I call this the Work-Work Balance. When you have multiple jobs whose work hours bleed into each other’s, how do you manage? I just read an article in Medium by Mike Gardner called How Amy Bloom Paid the Bills While She Wrote the Books. The interview is enlightening in many ways, not the least of which is how she seems to say that the only element of her success which was not haphazard was her persistence. I would add a seemingly bottomless resource of talent and energy. But even for those of us who don’t have Bloom’s bottomless energy and talent, the interview is well worth reading.
For myself, I am continually struggling with my own balance. The scale usually tips to one side of the other, but every now and again there is a temporary equilibrium. When that happens, these factors are usually in play:
- Two communities pulling me in both directions at once: my Writing Through team and partners on one side, and a community of artists on the other, both vying for my attention equally.
- Deadlines. I’m the sort of person who works well with deadlines. If something has to be done by a certain time, I do it, so I often create deadlines for myself even when they don’t exist, for both my non-profit work, and my writing.
- Two separate work areas. I try to keep my Writing Through work piles in a separate area from my poetry/fiction writing work piles, even if that means just in opposite corners of the same room. Separate, but equal.
- Time away. Despite my need for deadlines, my need for me time is just as great – whether it’s to exercise, do the crossword puzzle, play the violin or (now) the drums, or do nothing.
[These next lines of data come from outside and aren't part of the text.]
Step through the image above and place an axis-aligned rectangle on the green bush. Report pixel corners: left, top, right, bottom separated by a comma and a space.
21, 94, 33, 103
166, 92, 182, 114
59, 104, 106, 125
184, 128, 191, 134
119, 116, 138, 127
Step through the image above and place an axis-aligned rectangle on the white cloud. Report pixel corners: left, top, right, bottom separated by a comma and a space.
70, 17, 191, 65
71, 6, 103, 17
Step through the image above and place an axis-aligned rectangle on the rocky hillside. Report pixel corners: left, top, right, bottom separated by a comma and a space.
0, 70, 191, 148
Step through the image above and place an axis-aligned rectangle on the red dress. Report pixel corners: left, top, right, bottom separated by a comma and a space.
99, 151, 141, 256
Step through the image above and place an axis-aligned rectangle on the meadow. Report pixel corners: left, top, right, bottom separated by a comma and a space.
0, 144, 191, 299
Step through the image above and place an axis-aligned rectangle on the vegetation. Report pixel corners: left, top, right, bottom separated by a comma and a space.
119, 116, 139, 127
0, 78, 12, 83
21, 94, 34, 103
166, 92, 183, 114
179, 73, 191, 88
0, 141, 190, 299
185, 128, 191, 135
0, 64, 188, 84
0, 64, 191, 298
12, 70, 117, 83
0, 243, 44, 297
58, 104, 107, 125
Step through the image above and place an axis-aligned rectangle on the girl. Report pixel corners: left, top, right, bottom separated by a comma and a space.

If the pressure mounts too much, nothing gets done well.
Amy Bloom tells the story of the Do Not Disturb sign which her young daughter made for her. Neither side says, Do Not Disturb. One side basically says Come In, while the other says Knock and then Come In. I get that and have always done the same, no matter which work area I find myself in. To my friends and family, it is always Come In or Come In, Even if I Say Don’t. Perhaps that is the real essence of my deal with the devil. Keeping the door to life open may have meant for me keeping the door to success closed. But I guess it depends on your definition of success.
lovely piece about a familiar phenomenon, Sue. Thanks so much!